What the NRL is really made of

The reputation of the NRL is often something which we discuss here at Ladies who League.

Whenever there is an incident within the Rugby League community, similar questions are asked. Questions like why, despite women being the biggest growing influence group in the NRL, more women attend AFL matches than NRL matches. Like why Rugby Union gets much better corporate sponsorship and is used for corporates to build relationships with their clients to a bigger extent than rugby league and why despite other codes having players that disgrace themselves off the field, NRL is still seen as the code for ‘boofheads’.

This year, I have found myself impressed, on a number of occasions with action that the NRL has taken. There have been several examples including the strong stance taken in regard to players like Todd Carney and Blake Ferguson. I have also been impressed by the NRL’s bravery, revealing, only a couple of weeks ago, that as part of the Participation Agreements which all clubs must sign in order to participate in the NRL competition, each club would need to have at least one woman on their board.

It seems that the NRL is beginning to show leadership and beginning to demonstrate an attitude which shows that it wants to be the most respected sporting code in Australia.

We don’t send enough time celebrating the 95% of players in the NRL who do the right thing. These players are great role models, do positive work in the community and play an integral role in what is the jewel on the NRL’s crown – the NRL Rugby League One Community.

Once again, over the weekend, the NRL took action which made me proud to be part of the game. Of course, I am talking about a tremendous young man named Alex McKinnon.

In a code which is often in the papers for the wrong reasons, the rugby league community truly shone on the weekend in order to show our support for a very brave young man.

There are few people in Australia who are unaware of Alex and his injury. He is a timely reminder to all of us that we need to remember the bigger picture.

The #riseforalex round showed just how powerful sport can be in bringing people together and eliciting extreme emotion and making a real difference.

Over the weekend, Rugby League supporters donated over $1.1 million dollars and the sale of ‘Rise for Alex’ wristbands in Newcastle alone amounted to $30,000 alone. The NRL donated $1 for more than 140,000 fans which attended the Round, while AAMI Stadium and the SCG Trust provided an additional $1 for each person who passed through the turnstiles at their venues for Storm-Raiders and Roosters-Panthers games.

Anyone who has had any association with our game over the past 4 weeks will look out our code with tremendous respect and pride. The NRL has demonstrated its commitment to its athletes and will need to continue to do so to ensure that injuries like Alex never happen again.

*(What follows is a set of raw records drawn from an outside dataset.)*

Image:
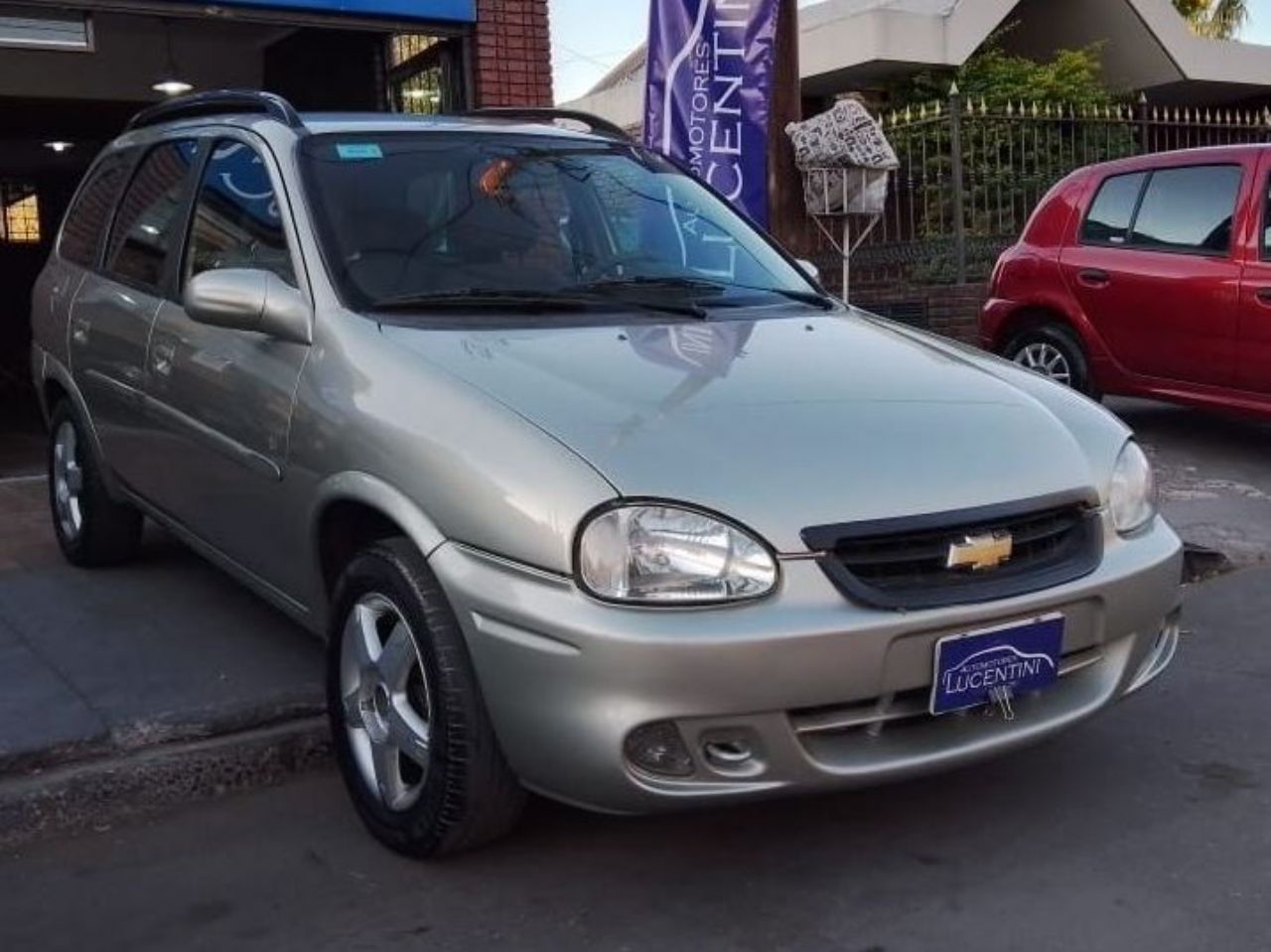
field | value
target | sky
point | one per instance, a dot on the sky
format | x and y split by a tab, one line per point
590	37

This weekend has shown really what the fabric of the NRL is all about.

Whilst it is unlikely that we will ever get to a position where all the players behave perfectly all the time (because NRL is a microcosm of society and we as a society are never perfect), the sport has the potential to achieve a great amount of good when it is united.

Congratulations to the NRL, its fans and everyone who got involved this weekend. Thank you for supporting Alex, for supporting the NRL community and for helping to show Australia that our game has so much more to offer than is often in the papers.